David Green (Books) is the imprint under which I published booklets of my own poems. The original allocation of ISBN numbers is used up now, though. The 'Collected Poems' are now available as a pdf. The website is now what it has become, often more about music than books and not so often about poems. It will be about whatever suggests itself.

Sunday, 19 June 2011

Tamar Yoseloff - The City with Horns



Tamar Yoseloff, The City with Horns (Salt)

The City with Horns is the title of the middle of three sections to Tamar Yoseloff's new book which is an involving account of the life of Jackson Pollock. We also see Rothko, Kerouac and Ginsberg among the maniac, generically-styled beats all having their wild times as well as Frank O'Hara, the nice, sensible one.Pollock is macho, atavistic and potentially dangerous. Yoseloff's achievement is to express him in such detached and yet vivid poems. In the aftermath of his turbulent life, his paintings are,

the way the galaxy might look to a man stranded
in space, before science and logic takes hold.

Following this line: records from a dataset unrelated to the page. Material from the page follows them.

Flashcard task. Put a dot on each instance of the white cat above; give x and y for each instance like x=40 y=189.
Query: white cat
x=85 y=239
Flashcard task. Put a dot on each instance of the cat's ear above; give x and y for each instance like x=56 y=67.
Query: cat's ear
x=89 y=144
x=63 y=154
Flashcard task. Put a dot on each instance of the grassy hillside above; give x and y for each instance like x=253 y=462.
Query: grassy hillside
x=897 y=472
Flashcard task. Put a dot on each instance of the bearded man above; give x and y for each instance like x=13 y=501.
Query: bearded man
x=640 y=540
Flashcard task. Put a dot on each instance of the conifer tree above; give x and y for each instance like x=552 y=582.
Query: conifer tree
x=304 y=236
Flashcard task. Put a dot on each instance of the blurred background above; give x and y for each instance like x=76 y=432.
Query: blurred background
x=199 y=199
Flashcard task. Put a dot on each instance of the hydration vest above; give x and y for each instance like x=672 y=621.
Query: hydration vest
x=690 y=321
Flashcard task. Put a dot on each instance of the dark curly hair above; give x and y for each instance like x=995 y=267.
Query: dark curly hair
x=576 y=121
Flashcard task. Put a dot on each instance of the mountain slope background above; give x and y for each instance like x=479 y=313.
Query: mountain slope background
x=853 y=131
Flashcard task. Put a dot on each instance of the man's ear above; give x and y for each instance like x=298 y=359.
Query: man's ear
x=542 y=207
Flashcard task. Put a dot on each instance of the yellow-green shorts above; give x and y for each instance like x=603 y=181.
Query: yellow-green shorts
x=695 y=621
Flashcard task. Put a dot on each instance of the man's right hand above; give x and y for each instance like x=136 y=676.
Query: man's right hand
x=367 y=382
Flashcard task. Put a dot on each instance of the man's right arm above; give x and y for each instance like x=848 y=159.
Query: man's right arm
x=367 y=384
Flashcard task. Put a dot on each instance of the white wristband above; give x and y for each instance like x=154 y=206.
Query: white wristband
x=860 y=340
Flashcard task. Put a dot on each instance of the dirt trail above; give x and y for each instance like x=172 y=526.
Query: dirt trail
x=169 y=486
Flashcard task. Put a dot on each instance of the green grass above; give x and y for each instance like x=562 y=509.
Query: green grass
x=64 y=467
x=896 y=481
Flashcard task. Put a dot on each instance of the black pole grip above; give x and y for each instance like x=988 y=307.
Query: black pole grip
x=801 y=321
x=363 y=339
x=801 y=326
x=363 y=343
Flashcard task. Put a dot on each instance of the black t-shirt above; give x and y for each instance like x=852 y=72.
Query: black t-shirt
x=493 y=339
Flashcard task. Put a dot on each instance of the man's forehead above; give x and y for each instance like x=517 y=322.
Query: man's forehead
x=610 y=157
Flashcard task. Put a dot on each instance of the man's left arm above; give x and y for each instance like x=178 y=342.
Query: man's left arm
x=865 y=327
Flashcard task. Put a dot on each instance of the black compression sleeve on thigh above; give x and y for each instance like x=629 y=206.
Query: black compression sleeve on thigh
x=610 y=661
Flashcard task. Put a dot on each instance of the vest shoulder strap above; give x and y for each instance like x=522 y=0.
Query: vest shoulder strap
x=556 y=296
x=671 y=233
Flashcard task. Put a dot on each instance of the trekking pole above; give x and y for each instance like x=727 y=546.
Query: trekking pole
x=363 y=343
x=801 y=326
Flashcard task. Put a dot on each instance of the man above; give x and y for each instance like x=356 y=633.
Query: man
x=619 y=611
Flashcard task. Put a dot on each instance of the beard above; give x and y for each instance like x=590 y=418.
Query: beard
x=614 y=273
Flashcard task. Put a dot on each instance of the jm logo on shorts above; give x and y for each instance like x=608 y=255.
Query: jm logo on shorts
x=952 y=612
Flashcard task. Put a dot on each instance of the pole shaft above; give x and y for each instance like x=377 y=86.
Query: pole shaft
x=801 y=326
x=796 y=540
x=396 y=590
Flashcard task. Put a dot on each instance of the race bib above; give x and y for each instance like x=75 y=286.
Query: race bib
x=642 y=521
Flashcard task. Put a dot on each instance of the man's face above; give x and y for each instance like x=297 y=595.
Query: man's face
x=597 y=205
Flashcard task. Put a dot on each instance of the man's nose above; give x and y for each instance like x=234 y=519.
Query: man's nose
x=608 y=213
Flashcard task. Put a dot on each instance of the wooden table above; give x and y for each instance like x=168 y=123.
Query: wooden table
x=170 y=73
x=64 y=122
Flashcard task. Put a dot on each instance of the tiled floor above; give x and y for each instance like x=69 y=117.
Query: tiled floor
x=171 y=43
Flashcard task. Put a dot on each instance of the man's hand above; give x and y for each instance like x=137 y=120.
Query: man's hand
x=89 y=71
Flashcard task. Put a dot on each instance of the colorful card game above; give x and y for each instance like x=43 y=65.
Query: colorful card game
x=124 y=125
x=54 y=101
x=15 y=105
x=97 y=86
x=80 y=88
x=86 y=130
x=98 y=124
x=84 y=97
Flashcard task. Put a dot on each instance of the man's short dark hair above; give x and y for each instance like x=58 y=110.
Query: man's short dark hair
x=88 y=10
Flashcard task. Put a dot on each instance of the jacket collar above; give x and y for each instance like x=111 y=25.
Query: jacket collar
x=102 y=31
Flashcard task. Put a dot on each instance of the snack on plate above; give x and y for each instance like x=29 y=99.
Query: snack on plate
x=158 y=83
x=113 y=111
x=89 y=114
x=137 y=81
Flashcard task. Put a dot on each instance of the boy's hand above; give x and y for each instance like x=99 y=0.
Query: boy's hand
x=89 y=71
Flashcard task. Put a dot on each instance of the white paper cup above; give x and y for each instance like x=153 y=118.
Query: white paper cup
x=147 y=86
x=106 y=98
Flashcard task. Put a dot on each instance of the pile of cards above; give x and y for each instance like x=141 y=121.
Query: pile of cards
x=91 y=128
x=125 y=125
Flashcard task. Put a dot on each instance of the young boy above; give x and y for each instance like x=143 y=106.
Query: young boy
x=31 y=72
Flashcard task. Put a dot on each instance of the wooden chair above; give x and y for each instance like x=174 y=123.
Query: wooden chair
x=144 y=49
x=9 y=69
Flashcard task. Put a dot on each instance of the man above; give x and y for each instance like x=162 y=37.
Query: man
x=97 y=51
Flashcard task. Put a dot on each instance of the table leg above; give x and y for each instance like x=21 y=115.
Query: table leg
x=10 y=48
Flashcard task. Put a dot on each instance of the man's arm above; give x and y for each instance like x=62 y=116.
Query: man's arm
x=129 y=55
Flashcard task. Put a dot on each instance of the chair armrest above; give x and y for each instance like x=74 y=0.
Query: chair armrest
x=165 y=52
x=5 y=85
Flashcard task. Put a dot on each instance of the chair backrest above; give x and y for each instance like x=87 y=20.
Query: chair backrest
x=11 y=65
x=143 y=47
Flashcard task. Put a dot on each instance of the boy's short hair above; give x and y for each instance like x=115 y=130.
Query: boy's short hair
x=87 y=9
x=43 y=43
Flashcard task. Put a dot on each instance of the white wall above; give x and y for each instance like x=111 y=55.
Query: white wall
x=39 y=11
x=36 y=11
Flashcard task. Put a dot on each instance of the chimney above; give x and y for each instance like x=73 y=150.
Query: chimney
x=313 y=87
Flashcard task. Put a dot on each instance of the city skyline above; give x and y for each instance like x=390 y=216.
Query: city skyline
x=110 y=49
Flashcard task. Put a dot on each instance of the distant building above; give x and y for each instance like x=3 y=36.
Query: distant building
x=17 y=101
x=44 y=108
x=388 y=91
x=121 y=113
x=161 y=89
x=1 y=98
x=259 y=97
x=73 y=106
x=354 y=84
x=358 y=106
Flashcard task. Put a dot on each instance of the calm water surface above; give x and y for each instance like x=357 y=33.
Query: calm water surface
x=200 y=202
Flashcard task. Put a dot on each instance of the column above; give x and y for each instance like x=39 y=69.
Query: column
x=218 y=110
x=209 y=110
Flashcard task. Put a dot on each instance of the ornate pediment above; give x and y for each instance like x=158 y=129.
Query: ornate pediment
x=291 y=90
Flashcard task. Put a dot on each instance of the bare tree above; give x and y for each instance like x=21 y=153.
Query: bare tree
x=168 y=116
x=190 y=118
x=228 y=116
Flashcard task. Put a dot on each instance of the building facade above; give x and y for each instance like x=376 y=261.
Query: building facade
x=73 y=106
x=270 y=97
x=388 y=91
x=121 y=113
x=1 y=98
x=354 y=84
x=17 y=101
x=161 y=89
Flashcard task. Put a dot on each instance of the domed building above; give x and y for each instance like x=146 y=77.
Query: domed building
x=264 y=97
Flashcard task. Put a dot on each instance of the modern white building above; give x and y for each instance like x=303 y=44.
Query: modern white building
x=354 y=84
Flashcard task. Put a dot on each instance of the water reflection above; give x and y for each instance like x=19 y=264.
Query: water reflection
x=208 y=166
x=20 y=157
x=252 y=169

Either side of this central section are poems called City Winter and Indian Summer. The first contains the more successful poems, for me Invisible Nearby Sea taking the unpromising theme of sitting next to a fat bloke on a bus and making something quite special from it. Their proximity leads the two passengers to some imagined recognition of each other's background,

And he will sense that I carry
the stagnant air of shuttered rooms, stalled lifts,
the slow creep of complacency. But still
it rises from tarmac to find us, clings

to our skin: that saline longing
for somewhere else.

Blackwork is about embroidery that mourns a lost lover to charming sixteenth century effect and City Winter itself is a fine meditation with a satisfying sense of loss.
Perhaps in other places the observation is a little prosaic, the Mannequins on 7th Street or the seemingly mundane thoughts on Stamps that might or might not be recovered by a nice ending. The third section involves a fair amount of poetic fading, losing and escaping, the highlight being Jetty, which turns out to be considerably better than Peter Doig's painting once you've googled it but both capture the increasing dark, the reducing view, the turning in on oneself that both nighttime and ageing inevitably bring.
It's a considerable book, evocative and confidently made. It is urban poetry with various hints of glamour and degradation, in each sense of the word.